By Jason DeRusha, WCCO-TV

MINNEAPOLIS (WCCO)
-- When the engines rev and the 747 goes flying down the runway, a lot of us have a hard time keeping it together. After a Southwest Airlines plane lost 5 feet of fuselage in mid-flight, it gave people with the fear of flying another reason to freak out. So, how safe is it to fly?

"I am TERRIFIED of flying!" wrote Emily Wheeler on on Facebook. "I used to just have a few cocktails before/during the flight, but that made it worse. I now have to take prescription meds to calm me down," she added.

"Biggest fear on earth," added Kate Raddatz. " I lose sleep a few weeks before we travel. My dad gets out his lists of 'why flying is safer than driving' as we're taking off & I read it every time."

"These people are so well-trained," said Ruth Markowitz, MA, a license clinical psychologist an partner of the My Sky Program, a Twin Cities weekend class that teaches people how to deal with their fear of flying.

According to Markowitz, nearly 40 percent of us are afraid to fly, and 10 percent just avoid airplanes all together.

"People with fears of flying have lots of control issues and they have a really good imagination," said Markowitz.

In 2009, the National Transportation Safety Board reported 33,808 deaths on U.S. highways, as compared to 538 aviation deaths.
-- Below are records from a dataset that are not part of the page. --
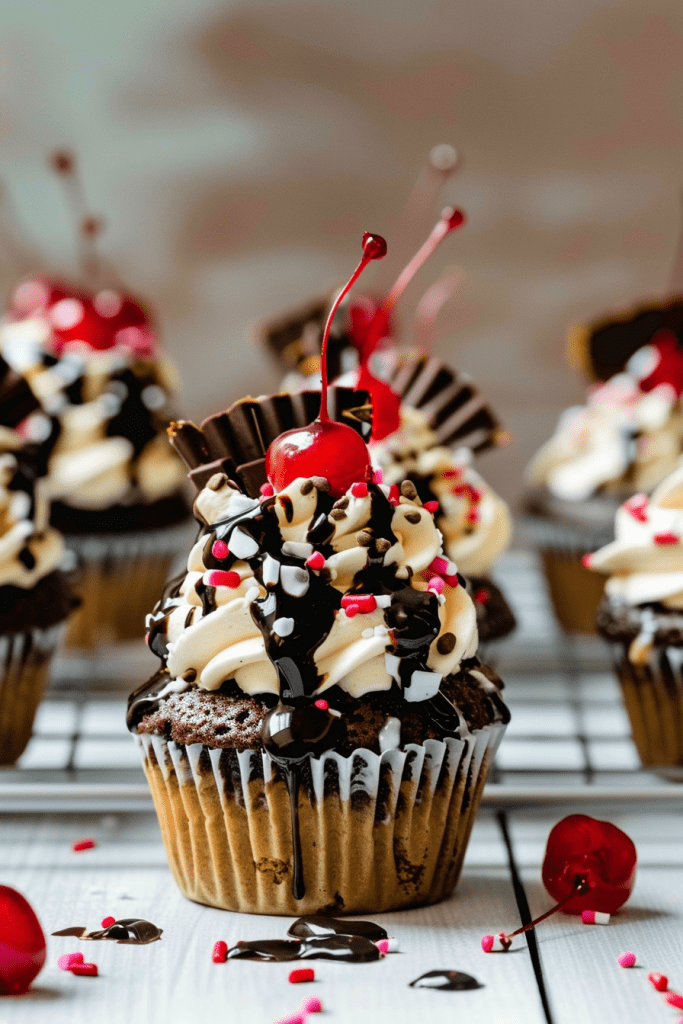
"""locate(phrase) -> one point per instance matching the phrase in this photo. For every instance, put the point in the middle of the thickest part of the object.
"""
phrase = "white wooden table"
(568, 736)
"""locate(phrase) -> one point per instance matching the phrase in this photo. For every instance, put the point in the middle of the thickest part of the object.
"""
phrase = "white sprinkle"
(283, 627)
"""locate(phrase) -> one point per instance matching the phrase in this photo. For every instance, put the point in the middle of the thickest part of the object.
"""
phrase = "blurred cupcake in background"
(626, 439)
(92, 357)
(36, 595)
(641, 616)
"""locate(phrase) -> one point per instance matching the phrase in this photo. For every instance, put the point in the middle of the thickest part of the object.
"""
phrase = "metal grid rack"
(568, 739)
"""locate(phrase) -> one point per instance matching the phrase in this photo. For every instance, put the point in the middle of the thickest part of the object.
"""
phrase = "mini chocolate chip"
(216, 481)
(445, 643)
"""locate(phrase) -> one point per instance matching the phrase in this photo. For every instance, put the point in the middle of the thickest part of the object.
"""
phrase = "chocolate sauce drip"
(344, 948)
(128, 931)
(446, 981)
(314, 926)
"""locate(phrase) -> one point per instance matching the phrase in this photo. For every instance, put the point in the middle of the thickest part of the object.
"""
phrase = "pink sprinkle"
(83, 844)
(219, 954)
(219, 549)
(311, 1006)
(301, 974)
(85, 970)
(218, 578)
(69, 961)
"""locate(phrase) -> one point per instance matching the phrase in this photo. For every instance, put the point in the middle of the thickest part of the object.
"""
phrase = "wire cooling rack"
(568, 740)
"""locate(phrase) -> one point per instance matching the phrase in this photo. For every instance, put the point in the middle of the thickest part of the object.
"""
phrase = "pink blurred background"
(238, 152)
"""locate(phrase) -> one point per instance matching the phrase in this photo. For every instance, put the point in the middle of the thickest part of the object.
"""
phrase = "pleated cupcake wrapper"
(25, 665)
(653, 698)
(378, 832)
(236, 441)
(120, 578)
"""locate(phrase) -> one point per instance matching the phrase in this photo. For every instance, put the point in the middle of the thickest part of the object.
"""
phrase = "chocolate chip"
(445, 643)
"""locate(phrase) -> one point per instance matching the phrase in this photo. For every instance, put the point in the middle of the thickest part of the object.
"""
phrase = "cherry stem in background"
(580, 887)
(430, 305)
(374, 247)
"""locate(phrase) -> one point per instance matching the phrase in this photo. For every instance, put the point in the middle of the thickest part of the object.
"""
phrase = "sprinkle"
(301, 974)
(219, 549)
(85, 970)
(219, 578)
(311, 1006)
(83, 844)
(219, 954)
(69, 961)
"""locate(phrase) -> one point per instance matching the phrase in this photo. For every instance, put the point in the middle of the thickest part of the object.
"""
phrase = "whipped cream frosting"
(645, 560)
(625, 438)
(111, 410)
(30, 549)
(475, 522)
(294, 593)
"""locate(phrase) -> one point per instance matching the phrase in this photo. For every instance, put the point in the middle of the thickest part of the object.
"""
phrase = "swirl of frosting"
(474, 521)
(645, 560)
(295, 593)
(112, 410)
(30, 550)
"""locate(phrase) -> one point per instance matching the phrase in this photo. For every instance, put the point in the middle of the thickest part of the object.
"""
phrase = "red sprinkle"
(219, 954)
(301, 974)
(219, 549)
(69, 961)
(85, 970)
(83, 844)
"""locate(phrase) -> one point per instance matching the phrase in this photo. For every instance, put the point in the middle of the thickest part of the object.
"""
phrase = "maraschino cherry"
(23, 947)
(371, 323)
(589, 865)
(326, 448)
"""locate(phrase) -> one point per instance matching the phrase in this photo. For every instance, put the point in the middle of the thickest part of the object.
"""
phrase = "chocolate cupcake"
(641, 617)
(35, 593)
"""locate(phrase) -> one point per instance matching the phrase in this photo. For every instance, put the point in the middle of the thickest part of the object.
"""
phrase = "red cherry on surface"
(325, 448)
(597, 850)
(22, 943)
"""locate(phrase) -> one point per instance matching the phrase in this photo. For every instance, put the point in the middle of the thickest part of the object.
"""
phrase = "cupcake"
(35, 593)
(318, 734)
(641, 617)
(626, 439)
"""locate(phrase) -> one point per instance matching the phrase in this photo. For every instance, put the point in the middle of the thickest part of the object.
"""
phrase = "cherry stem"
(580, 887)
(374, 247)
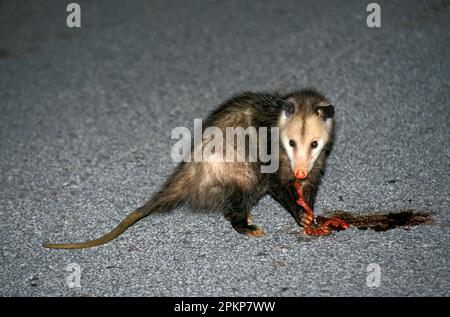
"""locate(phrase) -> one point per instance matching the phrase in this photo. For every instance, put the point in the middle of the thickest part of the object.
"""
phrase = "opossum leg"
(237, 211)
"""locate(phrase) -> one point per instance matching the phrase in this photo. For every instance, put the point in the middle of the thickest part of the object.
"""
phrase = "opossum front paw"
(254, 232)
(306, 220)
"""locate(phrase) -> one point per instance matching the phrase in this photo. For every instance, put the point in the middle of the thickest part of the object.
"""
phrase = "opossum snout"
(300, 173)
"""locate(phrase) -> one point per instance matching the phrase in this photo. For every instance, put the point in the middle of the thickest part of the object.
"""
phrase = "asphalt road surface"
(85, 126)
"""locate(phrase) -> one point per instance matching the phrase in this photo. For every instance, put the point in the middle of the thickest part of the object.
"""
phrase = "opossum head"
(306, 129)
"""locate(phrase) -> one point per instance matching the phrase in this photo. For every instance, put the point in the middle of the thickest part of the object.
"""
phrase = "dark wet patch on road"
(385, 221)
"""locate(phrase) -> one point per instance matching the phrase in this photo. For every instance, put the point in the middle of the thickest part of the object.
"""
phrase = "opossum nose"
(300, 173)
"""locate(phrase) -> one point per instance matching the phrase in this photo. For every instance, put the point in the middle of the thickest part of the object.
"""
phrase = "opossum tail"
(163, 201)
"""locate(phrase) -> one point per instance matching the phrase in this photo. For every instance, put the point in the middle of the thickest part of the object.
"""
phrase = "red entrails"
(323, 224)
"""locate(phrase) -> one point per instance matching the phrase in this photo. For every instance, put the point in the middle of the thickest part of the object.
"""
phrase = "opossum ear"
(325, 112)
(286, 106)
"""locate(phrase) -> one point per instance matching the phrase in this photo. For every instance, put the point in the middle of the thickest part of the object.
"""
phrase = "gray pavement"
(86, 117)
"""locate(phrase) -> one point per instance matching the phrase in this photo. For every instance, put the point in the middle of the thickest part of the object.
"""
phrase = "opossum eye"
(325, 112)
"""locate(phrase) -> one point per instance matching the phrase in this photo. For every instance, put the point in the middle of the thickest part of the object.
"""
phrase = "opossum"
(305, 121)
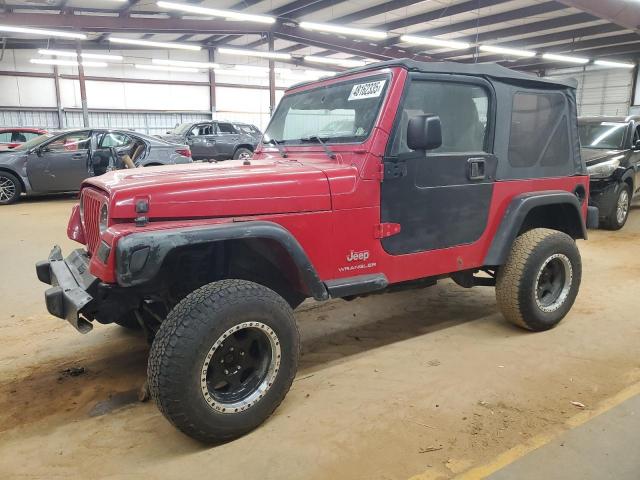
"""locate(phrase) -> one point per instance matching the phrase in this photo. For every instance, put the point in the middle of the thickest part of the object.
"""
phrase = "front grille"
(92, 201)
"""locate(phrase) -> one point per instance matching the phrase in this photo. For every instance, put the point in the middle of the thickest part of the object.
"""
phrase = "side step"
(353, 286)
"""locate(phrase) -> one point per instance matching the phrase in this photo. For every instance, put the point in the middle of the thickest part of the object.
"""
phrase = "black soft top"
(490, 70)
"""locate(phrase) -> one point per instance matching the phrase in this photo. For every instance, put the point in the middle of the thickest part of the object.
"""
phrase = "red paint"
(332, 207)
Fifty people died in a 2009 commercial airplane crash, which is the only U.S. commercial airplane crash over the last 4 years.

A U.S. National Safety Council study found flying to be 22 times safer than traveling by car, considering that more than 3 million people fly every day. A Boeing aircraft takes off or lands every 2 seconds someplace in the world every day, making the low fatality rate even more impressive.

"People with fears of flying often have an accumulation of stressors," said Markowitz, and aren't really afraid of a literal plane crash.

"Statistics don't offer comfort at all," she explained, because most people who are afraid of flying know the odds. "They're afraid of losing control of themselves on a plane."

In her classes, pilots teach people how the plane actually works, while psychologists try to address the other issues leading to the fear.

"I am really afraid to fly, but I do it so I can travel. I think it is the not being in control issue for me. I am going to Italy in September and already dreading the flight," wrote Sheryl Frankel.